Business Impact: Scale Is No Longer an Issue#
The implementation of Coiled has eliminated scale as a barrier to Guac's business growth. With their technical foundation solid, they can confidently onboard retailers of any size without worrying about infrastructure limitations.
We no longer worry about how much data our customers bring to us. Everything just works now—we wrote one implementation, and it handles everything from small shops to major chains.
This capability has directly accelerated their customer onboarding process. What might have required custom infrastructure development for each large customer now happens smoothly within their standard workflow. The typical timeline has been compressed significantly:
Within a month to two months, we can onboard any customer, get their data integrated, add our external data points, have forecasts running, and deliver the app they need—everything's good to go.

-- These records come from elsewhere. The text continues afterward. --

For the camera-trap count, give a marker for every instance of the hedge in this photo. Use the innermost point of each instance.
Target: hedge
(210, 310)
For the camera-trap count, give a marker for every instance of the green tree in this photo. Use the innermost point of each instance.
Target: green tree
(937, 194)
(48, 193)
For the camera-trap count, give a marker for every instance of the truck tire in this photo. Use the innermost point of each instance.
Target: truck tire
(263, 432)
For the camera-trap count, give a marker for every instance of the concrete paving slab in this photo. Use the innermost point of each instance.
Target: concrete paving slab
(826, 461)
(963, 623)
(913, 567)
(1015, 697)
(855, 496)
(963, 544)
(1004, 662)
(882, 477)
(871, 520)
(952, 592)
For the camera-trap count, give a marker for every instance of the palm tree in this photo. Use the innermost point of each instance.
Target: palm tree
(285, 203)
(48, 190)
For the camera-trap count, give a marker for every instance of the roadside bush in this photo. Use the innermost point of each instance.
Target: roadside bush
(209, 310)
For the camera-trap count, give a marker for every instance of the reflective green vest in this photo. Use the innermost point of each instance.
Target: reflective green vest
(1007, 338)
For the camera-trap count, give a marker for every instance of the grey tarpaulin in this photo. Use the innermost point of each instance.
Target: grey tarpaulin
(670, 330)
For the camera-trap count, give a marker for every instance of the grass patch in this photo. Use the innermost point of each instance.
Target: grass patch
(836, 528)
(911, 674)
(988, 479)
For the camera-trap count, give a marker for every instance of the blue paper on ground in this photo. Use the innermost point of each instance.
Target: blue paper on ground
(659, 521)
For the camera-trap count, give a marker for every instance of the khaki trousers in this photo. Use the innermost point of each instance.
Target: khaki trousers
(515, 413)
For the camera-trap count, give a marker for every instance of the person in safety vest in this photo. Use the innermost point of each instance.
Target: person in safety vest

Despite processing massive datasets across distributed infrastructure, Guac's cloud costs remain surprisingly manageable. They run exactly the resources they need when they need them, avoiding the overprovisioning that plagues many cloud deployments.
Perhaps most importantly, the engineering team now spends minimal time on infrastructure maintenance. Rather than constantly fighting with scaling issues or optimizing distributed systems, they focus almost exclusively on improving their forecasting models and delivering value to customers.
When asked how Coiled makes him feel, Jack's response was immediate and telling: "Relaxed... it's a weight off our shoulders."
The Future: Growing Without Infrastructure Constraints#
With their technical foundation firmly in place, Guac is accelerating their expansion plans. They're now working with much larger retailers across the US, developing comprehensive product suites tailored to each client's unique needs.
The flexibility of their architecture means they can focus entirely on product innovation rather than infrastructure challenges. Every retailer has different needs and peculiarities—some emphasize fresh produce, others specialty items, others staples. Guac can now address these differences through product features rather than technical limitations.
Coiled has allowed us to scale to much bigger retailers much faster without worrying about infrastructure problems or data size issues. It's all just plug and play.
Jack Solomon
CTO and Co-founder, Guac
For a small team tackling the critical challenge of food waste through better forecasting, this focus is essential. With Coiled handling the computational infrastructure, Guac can concentrate on their core mission: helping retailers order exactly what they need, reducing waste, and improving efficiency across the food supply chain.
Their success demonstrates how cloud computing, when implemented thoughtfully, doesn't just solve technical problems—it unlocks business potential that would otherwise remain trapped behind infrastructure barriers.